365 Days of Living the Dale Carnegie Principles
Day 105. Saturday, July 9, 2011
I woke up this morning and I was overwhelmed with the thought of geckos. How will I survive this day with this one thought looming in my mind?
I put on some grubby clothes and decided to do yard work in 100+ degree weather. This wasn’t delicate gardening—this was yard work. I pruned the bushes, I weeded, I dug up a stubborn tree sapling. I removed old wasps’ nests. I was irritated with myself that I let these tasks go untouched for so long. Then I contemplated if I’m lazy in these areas where else am I lazy? This gave me a stronger resolve to continue my rampage.
I took the battle into the garage where I cleaned and removed junk I have never touched in years.
Then the battle for clean and organization went indoors. I cleaned out closets. I vacuumed. I folded laundry.

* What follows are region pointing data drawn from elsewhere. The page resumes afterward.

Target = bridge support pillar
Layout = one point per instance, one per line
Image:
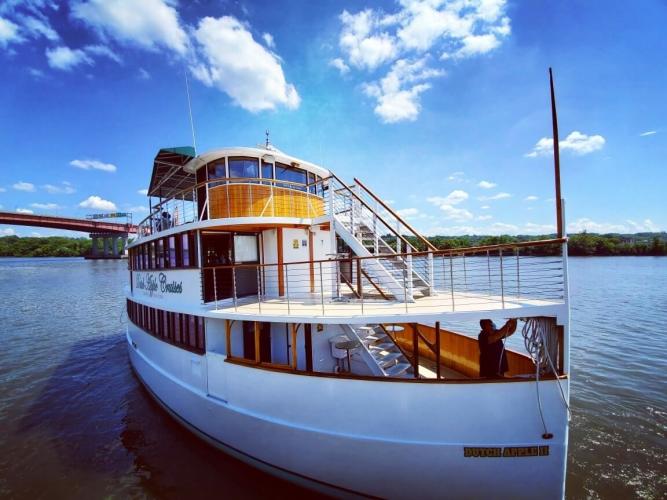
(123, 244)
(93, 250)
(111, 247)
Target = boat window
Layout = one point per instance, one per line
(185, 241)
(243, 167)
(267, 170)
(173, 252)
(311, 182)
(151, 260)
(291, 174)
(245, 248)
(160, 254)
(182, 330)
(171, 245)
(217, 170)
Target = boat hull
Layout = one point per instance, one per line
(377, 438)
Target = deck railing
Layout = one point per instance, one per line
(477, 278)
(235, 197)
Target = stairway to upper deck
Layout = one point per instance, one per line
(381, 353)
(369, 227)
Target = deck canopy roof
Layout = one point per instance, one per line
(169, 178)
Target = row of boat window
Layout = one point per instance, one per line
(182, 330)
(254, 168)
(171, 252)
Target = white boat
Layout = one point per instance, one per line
(300, 324)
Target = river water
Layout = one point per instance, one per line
(77, 424)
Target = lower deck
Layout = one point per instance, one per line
(330, 308)
(420, 350)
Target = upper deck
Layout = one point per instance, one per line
(231, 183)
(259, 233)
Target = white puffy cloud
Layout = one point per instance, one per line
(65, 59)
(340, 65)
(498, 196)
(94, 165)
(448, 208)
(486, 185)
(66, 188)
(439, 30)
(397, 94)
(138, 209)
(45, 206)
(9, 33)
(478, 44)
(24, 186)
(104, 51)
(231, 60)
(149, 24)
(362, 48)
(408, 212)
(97, 203)
(38, 27)
(268, 40)
(578, 143)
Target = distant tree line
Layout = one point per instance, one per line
(581, 244)
(52, 246)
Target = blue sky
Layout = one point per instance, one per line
(441, 107)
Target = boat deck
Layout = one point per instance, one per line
(352, 311)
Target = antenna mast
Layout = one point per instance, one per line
(192, 123)
(554, 123)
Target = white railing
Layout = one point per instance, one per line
(483, 278)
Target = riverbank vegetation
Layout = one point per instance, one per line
(581, 244)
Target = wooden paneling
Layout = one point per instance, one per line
(279, 250)
(256, 200)
(459, 352)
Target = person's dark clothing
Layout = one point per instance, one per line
(490, 362)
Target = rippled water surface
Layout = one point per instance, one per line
(77, 424)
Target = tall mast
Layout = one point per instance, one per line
(554, 122)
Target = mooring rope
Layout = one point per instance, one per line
(541, 341)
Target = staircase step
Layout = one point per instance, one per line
(375, 337)
(397, 369)
(388, 359)
(384, 346)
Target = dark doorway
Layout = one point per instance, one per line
(264, 341)
(225, 249)
(308, 345)
(201, 193)
(217, 251)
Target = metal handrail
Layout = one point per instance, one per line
(396, 216)
(347, 188)
(276, 183)
(444, 252)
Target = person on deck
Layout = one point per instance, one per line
(492, 357)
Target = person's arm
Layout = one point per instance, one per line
(508, 329)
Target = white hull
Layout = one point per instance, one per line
(381, 438)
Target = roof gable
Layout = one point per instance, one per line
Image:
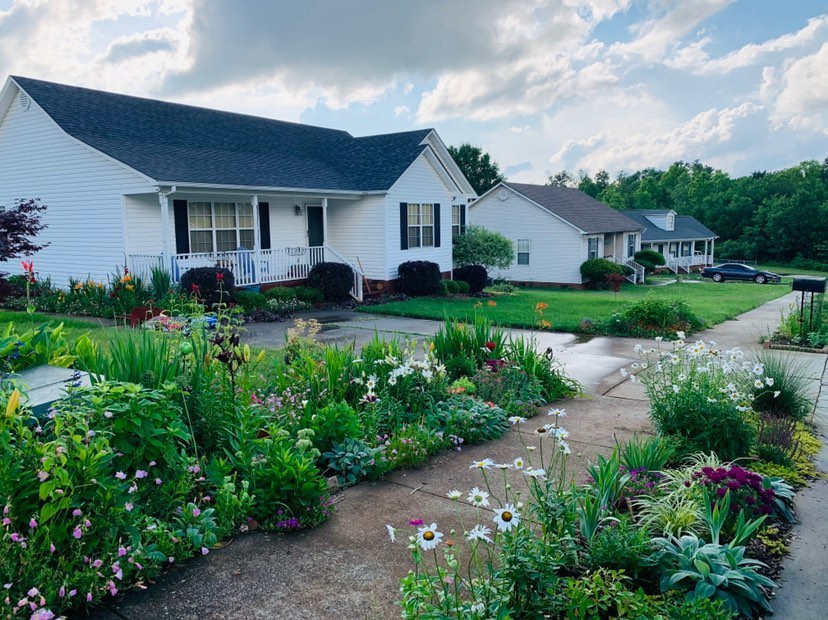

I did this for about 7 hours today. I’d like to say I didn’t think of geckos once during those 7 hours—but I did. I had to deal with a couple of them in the garage. But what is important to note is that my approach to this day worked.
I was so irritated with myself that I’ve been too busy/distracted/lazy/not interested in being a homeowner. I accepted this reality—because I was looking at it—overgrown bushes, weeds, laundry, clutter, etc. But I also knew I didn’t have to accept living like this. In this process I distracted myself from my real fear that greeted me this morning “the g word”
The Dale Carnegie principles I used today are from How to Stop Worrying and Start Living:
My lesson to you—keeping busy is an excellent way to keep your worries and fears in check. In my case, I was very productive—cleaning, weeding and creating organization out of my perceived crisis.